Sophy Smith is a thirtysomething-year-old woman working as a secretary. She’s accepted that nothing exciting is going to happen in her life. Then she inherits Hynds House from Sophronisba Scarlett, a horrible great-aunt only related to Sophy by marriage who only left her the house in order to spite her neighbors.
Sophy and her friend Alicia arrive at the house and find that it’s a mess, but it’s a mess full of valuable old furniture and things, and they set to work cleaning it up. Everyone in town seems to hate them except for their neighbors on either side. They are Dr. Richard Geddes — sarcastic and short-tempered, but kind — and Nicholas Jelnik — mysterious, musical, and dazzlingly handsome — and both of them are related to the Hynds family. There is also a Hynds family mystery, a cache of jewels that went missing sometime in the 18th century.

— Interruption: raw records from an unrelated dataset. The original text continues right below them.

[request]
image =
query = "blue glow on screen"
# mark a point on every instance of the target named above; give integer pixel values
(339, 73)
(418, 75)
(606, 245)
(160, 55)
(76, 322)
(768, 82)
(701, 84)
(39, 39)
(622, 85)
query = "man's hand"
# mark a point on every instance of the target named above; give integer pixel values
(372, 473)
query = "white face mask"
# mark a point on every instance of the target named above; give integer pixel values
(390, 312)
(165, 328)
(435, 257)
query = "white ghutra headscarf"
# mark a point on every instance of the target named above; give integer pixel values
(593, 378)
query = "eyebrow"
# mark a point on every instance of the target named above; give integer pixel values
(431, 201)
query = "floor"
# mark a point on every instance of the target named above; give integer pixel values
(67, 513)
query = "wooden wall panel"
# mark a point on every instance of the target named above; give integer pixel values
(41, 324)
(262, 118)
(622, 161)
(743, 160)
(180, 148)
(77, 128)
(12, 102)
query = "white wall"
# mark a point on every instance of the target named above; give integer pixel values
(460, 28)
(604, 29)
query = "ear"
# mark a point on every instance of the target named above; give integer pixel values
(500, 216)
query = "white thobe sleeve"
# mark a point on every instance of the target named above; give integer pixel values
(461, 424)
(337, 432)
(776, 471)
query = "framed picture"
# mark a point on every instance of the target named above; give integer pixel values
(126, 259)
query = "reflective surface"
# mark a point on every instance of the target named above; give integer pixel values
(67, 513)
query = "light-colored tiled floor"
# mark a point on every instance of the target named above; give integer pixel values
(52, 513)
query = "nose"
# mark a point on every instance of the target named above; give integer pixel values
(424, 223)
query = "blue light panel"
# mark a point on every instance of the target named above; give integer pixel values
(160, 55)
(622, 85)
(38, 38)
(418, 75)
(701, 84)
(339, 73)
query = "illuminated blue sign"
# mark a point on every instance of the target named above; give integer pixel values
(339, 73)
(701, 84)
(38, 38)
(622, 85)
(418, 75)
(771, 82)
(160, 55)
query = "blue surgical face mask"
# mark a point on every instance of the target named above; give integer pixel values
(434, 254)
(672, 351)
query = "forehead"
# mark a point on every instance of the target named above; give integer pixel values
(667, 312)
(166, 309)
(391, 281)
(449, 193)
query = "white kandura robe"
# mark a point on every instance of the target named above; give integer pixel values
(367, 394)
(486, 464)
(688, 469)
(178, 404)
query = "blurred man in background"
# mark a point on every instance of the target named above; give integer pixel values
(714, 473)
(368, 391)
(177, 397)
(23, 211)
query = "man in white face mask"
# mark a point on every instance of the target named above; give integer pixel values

This book starts off a bit slow, but it picks up once Sophy and Alicia finish restoring the house and start making it into a sort of upscale boarding house. The first person they invite to stay is The Author, a famous literary figure who is never given a name. He falls in love with the house and doesn’t seem to want to leave. I love fictional famous people, and The Author is hugely entertaining. Other guests include a suffragist, a famous illustrator, and a lady from Boston with an interest in the occult, and with the help of their guests, Dr. Geddes, and Jelnik, the two girls win over the townspeople. And Sophy gets proposed to by Geddes, Jelnik, and The Author.
I won’t say which one she says yes to, although it’s obvious pretty early on, but I will say this: I’m often disappointed in the heroine’s choice of husband, as I am here. But I’m only a little disappointed, which says a lot, considering how much I liked one of the guys who got turned down.
Guys, this book has everything. The haunted house, the missing jewels, the lost — and not so lost — family members, the mysterious personage in Oriental costume, the car crash, the nearly fatal illness…there’s even a mummy and a secret midnight visit to a graveyard. What more could one want?
I should add that since this was published in 1919 and is set in the south, there’re a lot of stereotypes about black servants, which can be kind of off-putting. I’ve learned to bypass that kind of thing without thinking about it too hard.